C’est quoi un rorqual commun ?

⏱ Durée : 8:03 📅 Publié le 2025-07-23 Regarder sur YouTube ↗

Le rorqual commun (Balaenoptera physalus) est le deuxième plus grand animal de la planète — juste après la baleine bleue. C’est aussi la seule grande baleine à fanons qui vit toute l’année en Méditerranée, ce qui en fait un emblème majeur de la faune marine européenne. Surnommé le « lévrier des mers » pour son hydrodynamisme exceptionnel, il combine une taille gigantesque et une élégance de nageur remarquable.

Un géant fuselé

Les rorquals communs adultes mesurent en moyenne 18 à 20 mètres de long pour un poids de 40 à 70 tonnes. Certains spécimens exceptionnels en Antarctique ont approché les 27 mètres. Le corps est extraordinairement élancé, profilé pour la vitesse — d’où le surnom de « lévrier des mers ». Cet hydrodynamisme lui permet d’atteindre des pointes de vitesse de 40 à 45 km/h en sprint, malgré sa masse colossale.

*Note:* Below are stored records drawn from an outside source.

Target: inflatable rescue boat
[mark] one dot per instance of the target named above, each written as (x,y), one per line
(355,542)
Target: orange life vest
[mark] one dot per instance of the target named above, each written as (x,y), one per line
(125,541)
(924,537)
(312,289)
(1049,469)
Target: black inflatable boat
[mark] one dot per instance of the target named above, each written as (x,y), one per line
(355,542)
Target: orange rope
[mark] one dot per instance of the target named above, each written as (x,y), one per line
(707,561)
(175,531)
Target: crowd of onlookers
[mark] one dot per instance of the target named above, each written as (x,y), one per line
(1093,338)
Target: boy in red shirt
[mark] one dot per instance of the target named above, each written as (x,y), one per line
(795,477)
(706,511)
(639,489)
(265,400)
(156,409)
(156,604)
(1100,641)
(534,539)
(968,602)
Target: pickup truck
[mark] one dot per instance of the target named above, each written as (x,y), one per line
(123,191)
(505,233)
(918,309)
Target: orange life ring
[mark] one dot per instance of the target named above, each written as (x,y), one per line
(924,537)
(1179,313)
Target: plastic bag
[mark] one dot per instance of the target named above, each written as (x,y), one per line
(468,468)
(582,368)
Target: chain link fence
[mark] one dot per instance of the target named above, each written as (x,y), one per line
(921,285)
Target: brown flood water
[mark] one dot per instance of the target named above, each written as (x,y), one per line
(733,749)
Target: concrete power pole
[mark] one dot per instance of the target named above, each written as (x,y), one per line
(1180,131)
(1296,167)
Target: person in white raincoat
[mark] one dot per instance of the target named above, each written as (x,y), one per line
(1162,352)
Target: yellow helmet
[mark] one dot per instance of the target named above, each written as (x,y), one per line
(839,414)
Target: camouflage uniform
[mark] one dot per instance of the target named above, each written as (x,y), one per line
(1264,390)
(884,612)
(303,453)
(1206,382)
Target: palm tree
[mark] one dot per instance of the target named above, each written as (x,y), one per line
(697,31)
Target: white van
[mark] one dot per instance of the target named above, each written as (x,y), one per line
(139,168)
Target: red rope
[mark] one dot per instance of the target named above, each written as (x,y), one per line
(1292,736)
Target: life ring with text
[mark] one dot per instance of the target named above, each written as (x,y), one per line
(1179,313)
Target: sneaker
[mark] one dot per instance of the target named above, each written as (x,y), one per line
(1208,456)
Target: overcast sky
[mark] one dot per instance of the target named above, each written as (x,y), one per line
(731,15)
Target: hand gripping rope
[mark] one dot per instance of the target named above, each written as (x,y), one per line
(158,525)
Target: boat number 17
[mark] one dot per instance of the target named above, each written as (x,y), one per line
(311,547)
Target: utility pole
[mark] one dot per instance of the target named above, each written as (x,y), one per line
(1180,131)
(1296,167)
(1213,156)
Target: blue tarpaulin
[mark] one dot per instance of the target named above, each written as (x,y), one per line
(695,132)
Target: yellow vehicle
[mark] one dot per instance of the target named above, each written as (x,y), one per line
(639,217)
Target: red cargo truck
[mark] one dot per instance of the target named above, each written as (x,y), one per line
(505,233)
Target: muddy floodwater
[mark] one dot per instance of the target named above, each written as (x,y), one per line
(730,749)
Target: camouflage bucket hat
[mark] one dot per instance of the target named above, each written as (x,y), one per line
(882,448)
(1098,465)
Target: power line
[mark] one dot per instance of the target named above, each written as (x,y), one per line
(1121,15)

Sa caractéristique anatomique la plus singulière est la coloration asymétrique de sa mâchoire inférieure: le côté droit est blanc ou très clair, le côté gauche est foncé, presque noir. Cette particularité est unique chez les cétacés. Les hypothèses sur sa fonction varient : stratégie de chasse (présenter le côté clair pour effaroucher les proies dans une direction précise), camouflage en surface, signal social. Aucune théorie n’est totalement validée.

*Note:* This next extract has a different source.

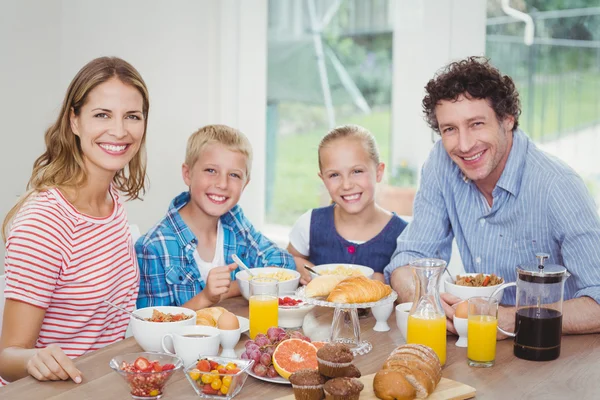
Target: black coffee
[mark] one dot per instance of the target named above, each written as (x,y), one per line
(538,334)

Un système de filtration impressionnant

Comme tous les rorquals, c’est une baleine à fanons qui pratique l’engouffrement (lunge feeding). Elle accélère bouche grande ouverte vers un banc de proies, étire ses sillons jugulaires (les plis longitudinaux de sa gorge) en accordéon, et avale jusqu’à 70 000 litres d’eau en une seule bouchée. Elle ferme ensuite la mâchoire et expulse l’eau à travers ses fanons — 260 à 480 paires de lames cornées —, ne retenant que les proies.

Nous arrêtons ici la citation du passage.